Процитировав Жестянку Бобов, она сочла бы себя истинной лицемеркой, если бы вернулась в ящике нижним бельем. По правде говоря, она и так чувствует себя лицемеркой, призывая шапочку к терпению, когда сама это терпение почти все растеряла.
«По мере того как тысячелетие близится к концу, могут ли неодушевленные предметы, хотя для них это и не характерно, все чаще терять терпение? – думает она. – А если да, то это явление религиозное по своей природе или же мирское?»
Ложечка оглядывает комнату. Лучи лунного света проникают в окно подобно кавалькаде белых «кадиллаков». Движимая внутренним импульсом, она совершает прыжок с кровати на подоконник.

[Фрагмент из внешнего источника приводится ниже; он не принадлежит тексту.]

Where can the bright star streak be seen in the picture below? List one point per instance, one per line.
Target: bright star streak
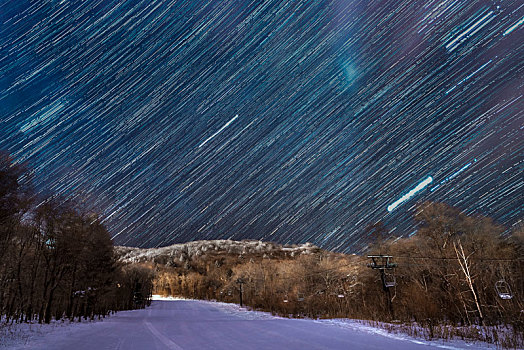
(513, 27)
(219, 131)
(411, 193)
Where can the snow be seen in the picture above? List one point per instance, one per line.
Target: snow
(183, 251)
(172, 323)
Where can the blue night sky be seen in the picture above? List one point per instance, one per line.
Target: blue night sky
(287, 121)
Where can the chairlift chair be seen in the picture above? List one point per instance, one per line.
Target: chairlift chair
(389, 280)
(503, 290)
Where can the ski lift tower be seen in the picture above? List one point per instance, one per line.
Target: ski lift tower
(384, 263)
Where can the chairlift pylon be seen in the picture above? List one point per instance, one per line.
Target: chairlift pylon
(503, 290)
(389, 280)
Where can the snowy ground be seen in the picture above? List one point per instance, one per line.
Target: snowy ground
(195, 324)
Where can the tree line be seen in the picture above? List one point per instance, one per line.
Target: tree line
(56, 260)
(458, 270)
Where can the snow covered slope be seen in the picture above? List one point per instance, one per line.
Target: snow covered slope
(193, 324)
(190, 250)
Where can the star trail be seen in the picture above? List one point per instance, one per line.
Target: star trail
(287, 121)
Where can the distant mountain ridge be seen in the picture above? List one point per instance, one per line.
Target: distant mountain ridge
(178, 253)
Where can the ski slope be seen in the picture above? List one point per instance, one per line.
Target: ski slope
(193, 324)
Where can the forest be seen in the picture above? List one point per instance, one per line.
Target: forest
(459, 275)
(57, 260)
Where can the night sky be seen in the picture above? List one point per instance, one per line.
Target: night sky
(286, 121)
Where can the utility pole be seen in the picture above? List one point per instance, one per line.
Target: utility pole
(240, 281)
(383, 263)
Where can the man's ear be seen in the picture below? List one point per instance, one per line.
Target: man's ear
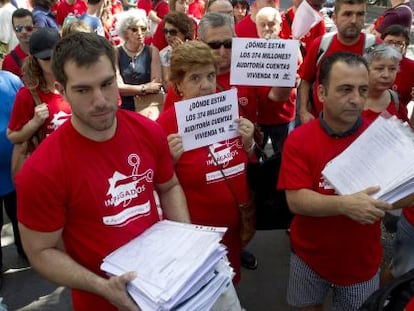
(321, 92)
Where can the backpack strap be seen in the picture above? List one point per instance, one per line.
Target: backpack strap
(369, 40)
(16, 58)
(324, 45)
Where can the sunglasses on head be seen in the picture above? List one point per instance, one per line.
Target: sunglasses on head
(20, 28)
(135, 29)
(215, 45)
(172, 32)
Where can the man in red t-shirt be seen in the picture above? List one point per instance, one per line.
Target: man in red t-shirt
(349, 19)
(335, 239)
(287, 20)
(23, 25)
(95, 191)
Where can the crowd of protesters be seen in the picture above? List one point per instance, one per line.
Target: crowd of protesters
(73, 75)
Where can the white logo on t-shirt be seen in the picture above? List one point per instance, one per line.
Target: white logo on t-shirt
(124, 188)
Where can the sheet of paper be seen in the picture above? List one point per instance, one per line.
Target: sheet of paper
(262, 62)
(209, 119)
(382, 155)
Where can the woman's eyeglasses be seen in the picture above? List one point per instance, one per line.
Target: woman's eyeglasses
(135, 29)
(20, 28)
(215, 45)
(172, 32)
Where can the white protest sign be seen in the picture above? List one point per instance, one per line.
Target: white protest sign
(263, 62)
(206, 120)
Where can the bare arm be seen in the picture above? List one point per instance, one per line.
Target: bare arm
(41, 113)
(173, 201)
(304, 91)
(359, 207)
(279, 94)
(55, 265)
(145, 88)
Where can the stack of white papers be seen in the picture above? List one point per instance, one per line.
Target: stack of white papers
(179, 266)
(383, 155)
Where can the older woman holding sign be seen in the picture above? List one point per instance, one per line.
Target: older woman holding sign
(213, 177)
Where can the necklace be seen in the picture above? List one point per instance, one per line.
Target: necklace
(132, 51)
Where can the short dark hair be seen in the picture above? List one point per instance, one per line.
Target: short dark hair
(20, 13)
(182, 22)
(328, 62)
(82, 48)
(339, 3)
(397, 30)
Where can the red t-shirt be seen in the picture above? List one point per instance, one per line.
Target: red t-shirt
(209, 199)
(246, 28)
(337, 248)
(196, 9)
(63, 9)
(9, 64)
(161, 8)
(286, 32)
(158, 38)
(404, 81)
(307, 70)
(101, 193)
(247, 97)
(272, 112)
(23, 110)
(410, 305)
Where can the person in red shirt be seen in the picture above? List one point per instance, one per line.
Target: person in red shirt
(335, 239)
(23, 25)
(399, 37)
(349, 19)
(246, 28)
(66, 7)
(240, 9)
(95, 191)
(275, 118)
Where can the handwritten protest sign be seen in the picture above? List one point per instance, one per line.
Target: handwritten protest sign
(207, 119)
(264, 62)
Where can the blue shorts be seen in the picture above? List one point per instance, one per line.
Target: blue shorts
(403, 248)
(307, 288)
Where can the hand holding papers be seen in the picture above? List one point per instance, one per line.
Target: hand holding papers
(179, 266)
(382, 155)
(207, 119)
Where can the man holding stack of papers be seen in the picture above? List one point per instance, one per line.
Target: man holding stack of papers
(335, 239)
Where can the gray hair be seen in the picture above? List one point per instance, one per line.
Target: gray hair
(214, 20)
(269, 11)
(383, 51)
(129, 18)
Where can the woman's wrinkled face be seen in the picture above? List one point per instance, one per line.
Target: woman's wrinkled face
(382, 73)
(198, 81)
(181, 6)
(171, 32)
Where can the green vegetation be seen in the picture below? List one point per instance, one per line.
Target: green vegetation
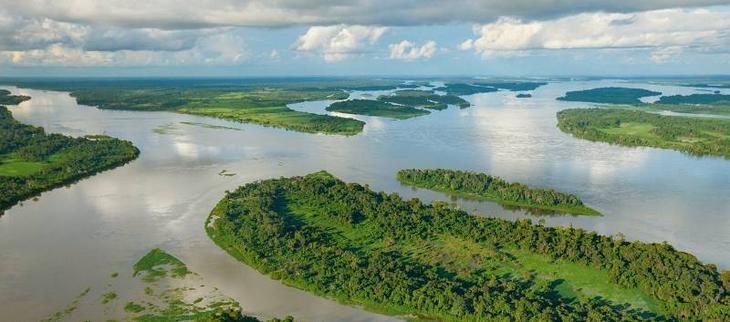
(424, 99)
(465, 89)
(375, 108)
(433, 262)
(32, 161)
(696, 136)
(609, 95)
(157, 264)
(696, 99)
(475, 87)
(513, 86)
(484, 186)
(211, 126)
(7, 99)
(178, 296)
(108, 297)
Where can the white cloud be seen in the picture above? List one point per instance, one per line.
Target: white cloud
(172, 14)
(220, 49)
(406, 50)
(336, 43)
(652, 29)
(662, 55)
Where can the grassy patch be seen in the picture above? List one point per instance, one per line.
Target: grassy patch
(157, 264)
(376, 108)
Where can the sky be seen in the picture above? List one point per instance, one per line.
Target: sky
(235, 38)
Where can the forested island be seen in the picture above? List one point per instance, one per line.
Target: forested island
(483, 186)
(167, 291)
(7, 99)
(711, 99)
(433, 262)
(32, 161)
(475, 87)
(424, 99)
(262, 101)
(375, 108)
(609, 95)
(696, 136)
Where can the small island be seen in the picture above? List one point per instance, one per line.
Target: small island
(32, 161)
(698, 99)
(609, 95)
(433, 262)
(424, 99)
(376, 108)
(483, 186)
(696, 136)
(164, 289)
(7, 99)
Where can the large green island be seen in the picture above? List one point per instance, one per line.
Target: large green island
(483, 186)
(32, 161)
(433, 262)
(697, 136)
(376, 108)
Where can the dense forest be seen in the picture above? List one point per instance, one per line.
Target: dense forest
(481, 185)
(696, 136)
(695, 99)
(375, 108)
(7, 99)
(424, 99)
(32, 161)
(469, 88)
(609, 95)
(403, 257)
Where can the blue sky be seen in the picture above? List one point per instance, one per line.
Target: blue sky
(330, 37)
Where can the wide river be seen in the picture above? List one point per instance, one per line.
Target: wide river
(74, 237)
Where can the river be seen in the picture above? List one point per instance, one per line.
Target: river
(74, 237)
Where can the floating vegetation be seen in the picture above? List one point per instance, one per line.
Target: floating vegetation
(211, 126)
(171, 293)
(225, 173)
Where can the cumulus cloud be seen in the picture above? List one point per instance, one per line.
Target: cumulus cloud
(336, 43)
(220, 49)
(408, 51)
(170, 14)
(670, 28)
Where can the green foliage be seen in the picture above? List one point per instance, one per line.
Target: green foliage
(469, 88)
(32, 161)
(375, 108)
(7, 99)
(695, 99)
(425, 99)
(609, 95)
(695, 136)
(358, 246)
(480, 185)
(157, 264)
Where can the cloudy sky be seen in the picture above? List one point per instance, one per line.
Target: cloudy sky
(363, 37)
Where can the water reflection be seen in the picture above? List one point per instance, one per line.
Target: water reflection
(74, 237)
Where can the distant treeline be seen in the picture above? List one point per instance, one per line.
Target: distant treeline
(45, 161)
(697, 136)
(481, 185)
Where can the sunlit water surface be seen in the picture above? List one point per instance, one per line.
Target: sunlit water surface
(74, 237)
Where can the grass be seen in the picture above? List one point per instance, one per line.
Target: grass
(454, 254)
(283, 117)
(20, 168)
(633, 128)
(376, 108)
(157, 264)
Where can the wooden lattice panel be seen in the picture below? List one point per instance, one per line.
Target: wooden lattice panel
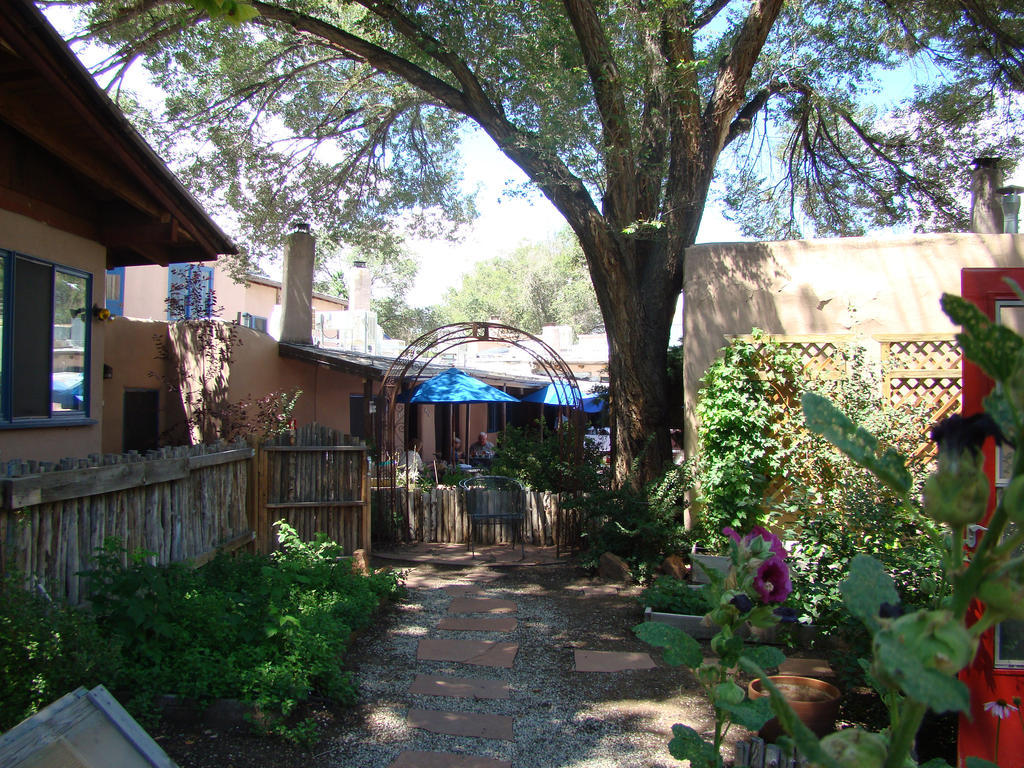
(939, 395)
(922, 353)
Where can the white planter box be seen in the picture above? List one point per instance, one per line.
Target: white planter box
(691, 625)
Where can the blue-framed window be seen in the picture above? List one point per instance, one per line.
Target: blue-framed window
(45, 339)
(115, 293)
(189, 292)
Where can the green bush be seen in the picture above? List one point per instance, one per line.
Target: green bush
(640, 527)
(546, 463)
(270, 631)
(741, 406)
(760, 465)
(46, 650)
(672, 596)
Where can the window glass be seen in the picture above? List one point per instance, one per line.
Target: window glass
(71, 317)
(31, 339)
(1009, 634)
(3, 288)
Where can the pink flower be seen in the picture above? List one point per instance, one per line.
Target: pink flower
(999, 709)
(772, 581)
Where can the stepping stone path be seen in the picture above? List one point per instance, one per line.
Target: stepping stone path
(477, 652)
(611, 660)
(470, 612)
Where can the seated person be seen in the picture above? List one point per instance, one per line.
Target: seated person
(457, 455)
(481, 453)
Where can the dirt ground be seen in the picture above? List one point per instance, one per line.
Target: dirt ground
(642, 707)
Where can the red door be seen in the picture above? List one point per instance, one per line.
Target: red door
(997, 672)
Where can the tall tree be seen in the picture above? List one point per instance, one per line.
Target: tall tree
(617, 111)
(537, 285)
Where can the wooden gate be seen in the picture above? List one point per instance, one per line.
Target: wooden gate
(314, 480)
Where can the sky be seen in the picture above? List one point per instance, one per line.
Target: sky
(505, 221)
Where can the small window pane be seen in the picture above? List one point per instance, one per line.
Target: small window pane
(3, 285)
(71, 315)
(32, 321)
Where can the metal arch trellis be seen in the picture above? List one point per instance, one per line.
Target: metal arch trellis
(414, 359)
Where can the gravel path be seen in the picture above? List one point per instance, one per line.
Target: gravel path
(562, 718)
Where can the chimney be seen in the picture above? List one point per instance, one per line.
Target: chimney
(358, 287)
(1011, 201)
(986, 212)
(297, 301)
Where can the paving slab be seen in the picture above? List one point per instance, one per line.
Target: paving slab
(603, 590)
(445, 760)
(460, 590)
(463, 687)
(463, 724)
(483, 624)
(611, 660)
(480, 652)
(481, 605)
(806, 668)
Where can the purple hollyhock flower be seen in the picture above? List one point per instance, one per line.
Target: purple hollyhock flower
(772, 581)
(742, 603)
(776, 544)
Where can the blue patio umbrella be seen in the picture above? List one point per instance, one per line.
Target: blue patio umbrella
(562, 393)
(456, 386)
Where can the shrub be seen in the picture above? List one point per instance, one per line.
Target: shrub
(268, 630)
(543, 463)
(672, 596)
(46, 650)
(742, 406)
(640, 527)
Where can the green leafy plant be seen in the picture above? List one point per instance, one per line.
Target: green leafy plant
(672, 596)
(46, 650)
(916, 655)
(544, 460)
(268, 630)
(755, 585)
(640, 526)
(742, 406)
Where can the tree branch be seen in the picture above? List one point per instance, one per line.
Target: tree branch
(744, 118)
(734, 73)
(364, 50)
(608, 94)
(708, 14)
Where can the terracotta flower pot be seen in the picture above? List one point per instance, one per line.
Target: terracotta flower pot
(814, 701)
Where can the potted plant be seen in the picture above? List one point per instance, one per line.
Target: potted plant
(813, 700)
(679, 604)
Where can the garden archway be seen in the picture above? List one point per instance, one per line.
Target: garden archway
(412, 364)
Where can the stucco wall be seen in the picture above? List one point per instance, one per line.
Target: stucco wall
(851, 285)
(35, 239)
(257, 370)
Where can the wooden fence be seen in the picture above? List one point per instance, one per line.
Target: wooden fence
(316, 484)
(178, 503)
(439, 515)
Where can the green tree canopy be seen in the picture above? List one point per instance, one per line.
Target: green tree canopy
(623, 114)
(537, 285)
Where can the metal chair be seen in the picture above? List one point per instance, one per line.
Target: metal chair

– О Боже! – вырывается у нее.
Она в равной степени зачарована и испугана. Далеко внизу изумленные апрелем городские улицы пульсируют в припадке цвета и звука. Теплый воздух омывает ее ласковыми волнами, как когда-то потоки теплой воды в моечной машине.
Вокруг нее также струятся огни большого города, оживляя ее классические очертания и омывая ее в ванне другого рода. Городская какофония сбивает Ложечку с толку. Огромная высота заставляет замереть на месте. Она – недвижная звезда посреди вращающихся небес.
– Камикадзе!
– Простите, сэр?
Ложечка оборачивается, пытаясь расслышать, что там кричит ей из ящика с нижним бельем вибратор, но поскальзывается и летит вниз навстречу бездонной грохочущей бездне.
Проносится ли вся жизнь перед мысленным взором неодушевленного предмета, летящего вниз с головокружительной высоты? Не будь Галилео Галилей одушевленным шовинистом, он вполне мог бы задать себе этот вопрос, занимаясь в Пизе физическими экспериментами. С другой стороны, было бы абсурдно предполагать, что нечто неодушевленное, неорганическое проживает жизнь, способную промелькнуть перед мысленным взором. Но что тогда такое Ложечка видит, летя вниз к мостовой?